Plant Medicinal


The word is today generally boundless to the green plants, which form an unranked clade Viridiplantae (Latin for "green plants"). This contains the flowering plants, conifers and other gymnosperms, ferns, clubmosses, hornworts, liverworts, mosses and the green algae, and rejects the red and brown algae. Historically, plants designed one of two kingdoms cover all living things that were not animals, and both algae and fungi were treated as undergrowth; however all existing definitions of "plant" exclude the fungi and some algae, as well as the prokaryotes (the archaea and bacteria).

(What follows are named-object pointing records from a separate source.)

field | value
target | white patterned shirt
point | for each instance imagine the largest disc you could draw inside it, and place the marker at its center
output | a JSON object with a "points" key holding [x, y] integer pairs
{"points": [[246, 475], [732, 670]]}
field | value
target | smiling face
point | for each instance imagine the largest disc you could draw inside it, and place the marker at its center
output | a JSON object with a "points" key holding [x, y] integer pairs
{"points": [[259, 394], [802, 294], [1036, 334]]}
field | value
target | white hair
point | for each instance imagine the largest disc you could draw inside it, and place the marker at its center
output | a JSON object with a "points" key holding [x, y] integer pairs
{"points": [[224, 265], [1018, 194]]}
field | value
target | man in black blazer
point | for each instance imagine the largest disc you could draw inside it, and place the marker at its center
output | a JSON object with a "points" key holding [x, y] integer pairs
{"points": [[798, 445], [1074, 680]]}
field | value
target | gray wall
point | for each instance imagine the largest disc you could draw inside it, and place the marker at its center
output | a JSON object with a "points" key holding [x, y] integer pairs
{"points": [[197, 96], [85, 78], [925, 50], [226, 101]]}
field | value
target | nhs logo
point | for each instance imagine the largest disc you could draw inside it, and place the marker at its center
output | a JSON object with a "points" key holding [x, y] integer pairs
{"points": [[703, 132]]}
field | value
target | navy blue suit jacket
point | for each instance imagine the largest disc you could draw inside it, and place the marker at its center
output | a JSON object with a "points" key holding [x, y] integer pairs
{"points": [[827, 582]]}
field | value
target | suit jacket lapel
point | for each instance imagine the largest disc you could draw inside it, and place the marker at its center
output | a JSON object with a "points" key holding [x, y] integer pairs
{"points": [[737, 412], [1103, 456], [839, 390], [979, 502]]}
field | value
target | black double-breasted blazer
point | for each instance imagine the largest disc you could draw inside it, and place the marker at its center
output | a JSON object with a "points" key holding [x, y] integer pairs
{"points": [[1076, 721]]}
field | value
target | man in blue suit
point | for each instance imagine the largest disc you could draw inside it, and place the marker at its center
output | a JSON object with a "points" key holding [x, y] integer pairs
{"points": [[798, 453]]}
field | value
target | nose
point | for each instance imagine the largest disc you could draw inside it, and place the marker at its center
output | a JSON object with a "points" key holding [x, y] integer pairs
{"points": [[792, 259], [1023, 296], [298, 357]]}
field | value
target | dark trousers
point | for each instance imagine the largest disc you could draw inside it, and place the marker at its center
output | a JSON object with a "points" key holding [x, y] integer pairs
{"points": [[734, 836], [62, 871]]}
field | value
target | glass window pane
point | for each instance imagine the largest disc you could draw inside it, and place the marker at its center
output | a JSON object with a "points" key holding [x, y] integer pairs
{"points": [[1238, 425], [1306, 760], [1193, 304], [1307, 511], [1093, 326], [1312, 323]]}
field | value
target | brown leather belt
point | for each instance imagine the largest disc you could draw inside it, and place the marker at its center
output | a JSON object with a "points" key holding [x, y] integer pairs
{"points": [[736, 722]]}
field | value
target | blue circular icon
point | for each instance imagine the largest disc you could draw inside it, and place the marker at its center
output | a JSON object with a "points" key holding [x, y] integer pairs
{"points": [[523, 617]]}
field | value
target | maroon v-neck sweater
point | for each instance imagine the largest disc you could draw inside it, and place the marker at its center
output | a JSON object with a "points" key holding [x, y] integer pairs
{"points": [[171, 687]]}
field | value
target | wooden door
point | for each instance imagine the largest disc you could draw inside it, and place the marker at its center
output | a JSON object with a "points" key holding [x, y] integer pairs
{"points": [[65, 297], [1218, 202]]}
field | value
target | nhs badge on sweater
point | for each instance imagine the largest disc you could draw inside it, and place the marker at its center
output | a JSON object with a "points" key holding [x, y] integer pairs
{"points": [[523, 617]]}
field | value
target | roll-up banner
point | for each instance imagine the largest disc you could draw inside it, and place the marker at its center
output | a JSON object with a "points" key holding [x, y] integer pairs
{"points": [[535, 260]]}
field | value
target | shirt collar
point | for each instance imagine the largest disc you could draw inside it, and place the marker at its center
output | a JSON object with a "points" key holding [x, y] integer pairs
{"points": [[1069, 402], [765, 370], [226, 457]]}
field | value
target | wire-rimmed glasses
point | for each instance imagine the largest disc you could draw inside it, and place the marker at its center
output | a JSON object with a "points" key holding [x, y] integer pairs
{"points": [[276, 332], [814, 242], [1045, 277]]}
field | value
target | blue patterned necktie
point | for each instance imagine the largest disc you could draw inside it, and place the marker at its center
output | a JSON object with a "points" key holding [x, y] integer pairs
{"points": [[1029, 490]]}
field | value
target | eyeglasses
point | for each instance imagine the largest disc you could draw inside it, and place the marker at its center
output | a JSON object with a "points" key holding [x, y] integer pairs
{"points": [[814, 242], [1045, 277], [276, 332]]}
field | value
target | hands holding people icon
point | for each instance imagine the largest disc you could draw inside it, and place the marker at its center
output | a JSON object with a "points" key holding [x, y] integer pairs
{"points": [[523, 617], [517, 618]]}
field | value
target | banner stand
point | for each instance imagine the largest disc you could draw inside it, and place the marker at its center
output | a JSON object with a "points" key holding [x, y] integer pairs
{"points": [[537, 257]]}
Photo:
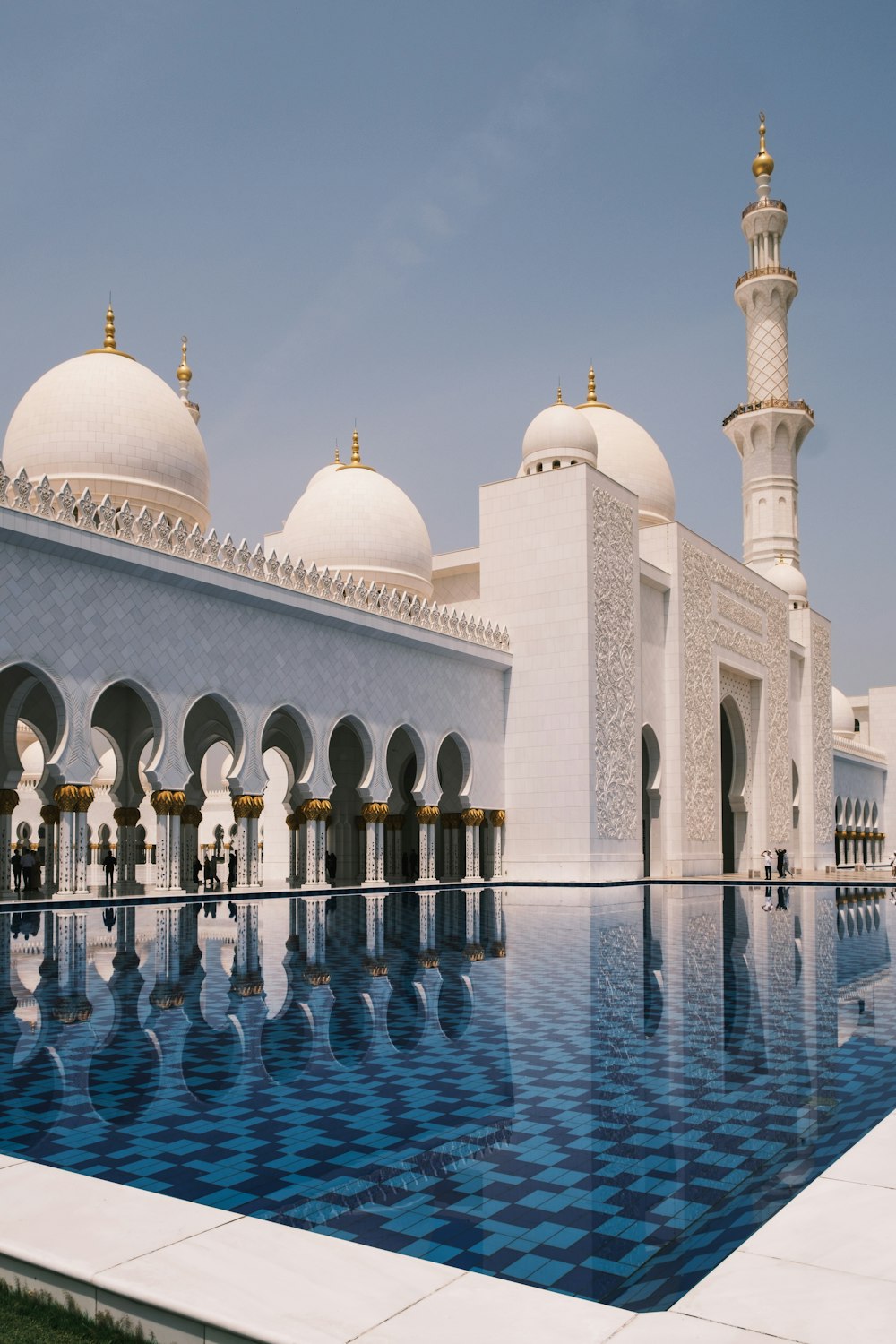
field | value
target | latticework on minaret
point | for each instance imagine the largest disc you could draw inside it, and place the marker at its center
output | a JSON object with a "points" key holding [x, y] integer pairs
{"points": [[769, 427]]}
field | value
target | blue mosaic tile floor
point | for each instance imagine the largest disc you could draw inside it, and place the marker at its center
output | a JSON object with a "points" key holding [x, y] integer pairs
{"points": [[600, 1093]]}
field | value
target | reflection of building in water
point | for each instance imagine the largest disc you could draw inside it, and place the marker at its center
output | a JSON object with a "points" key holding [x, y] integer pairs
{"points": [[389, 714]]}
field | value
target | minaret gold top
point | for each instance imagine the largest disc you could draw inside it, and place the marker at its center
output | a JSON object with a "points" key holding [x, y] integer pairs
{"points": [[109, 346], [109, 343], [357, 457], [185, 371], [763, 163]]}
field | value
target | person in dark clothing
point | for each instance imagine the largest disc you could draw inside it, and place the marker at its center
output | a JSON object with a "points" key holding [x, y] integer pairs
{"points": [[109, 866]]}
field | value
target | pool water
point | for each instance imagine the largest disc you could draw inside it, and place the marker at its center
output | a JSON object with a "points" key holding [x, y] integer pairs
{"points": [[595, 1090]]}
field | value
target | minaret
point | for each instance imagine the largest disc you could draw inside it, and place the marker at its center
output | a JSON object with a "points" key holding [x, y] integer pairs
{"points": [[770, 427]]}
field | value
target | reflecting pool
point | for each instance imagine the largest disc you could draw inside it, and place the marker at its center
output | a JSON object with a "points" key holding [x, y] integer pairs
{"points": [[595, 1090]]}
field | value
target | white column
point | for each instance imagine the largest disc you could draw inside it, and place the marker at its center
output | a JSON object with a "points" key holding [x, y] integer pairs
{"points": [[374, 814], [471, 819], [8, 803], [497, 841], [314, 812]]}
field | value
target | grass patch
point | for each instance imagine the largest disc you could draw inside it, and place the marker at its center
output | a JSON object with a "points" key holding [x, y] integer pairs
{"points": [[29, 1317]]}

There are about 300–315 thousand types of plants, of which the great mainstream, some 260–290 thousand, are seed plants (see the table below). Green plants afford most of the world's molecular oxygen and are the basis of most of Earth's ecologies, particularly on land. Plants that produce grains, fruits and vegetables form humankind's basic foodstuffs, and have been domesticated for millennia. Plants play many roles in culture. They are used as ornaments and, until recently and in great variety, they have served as the source of most drugs and drugs. The scientific study of plants is known as botany, a branch of biology.
Plants range in size from tiny duckweeds only a few millimetres in length to the giant sequoias of California that range 90 metres (300 feet) or more in height. There are an estimated 390,900 different species of plants known to science, and new species are repeatedly being described, particularly from previously unfamiliar tropical areas of the world. Plants evolved from aquatic families and have subsequently migrated over the entire surface of Earth, residing tropical, Arctic, desert, and Alpine regions. Some plants have kept to an aquatic habitat in either fresh or salt water.
The daily being of human beings is also directly inclined by plants. Plants furnish food and flavourings; raw resources for industry, such as wood, resins, oils, and rubber; fibres for the creation of fabrics and cordage; medicines; insecticides; and fuels. More than half of Earth’s people relies on the grasses rice, corn (maize), and wheat as their primary source of food. Apart from their commercial and aesthetic value, plants conserve other normal resources by protecting soils from erosion, by controlling water levels and superiority, and by producing a favourable air.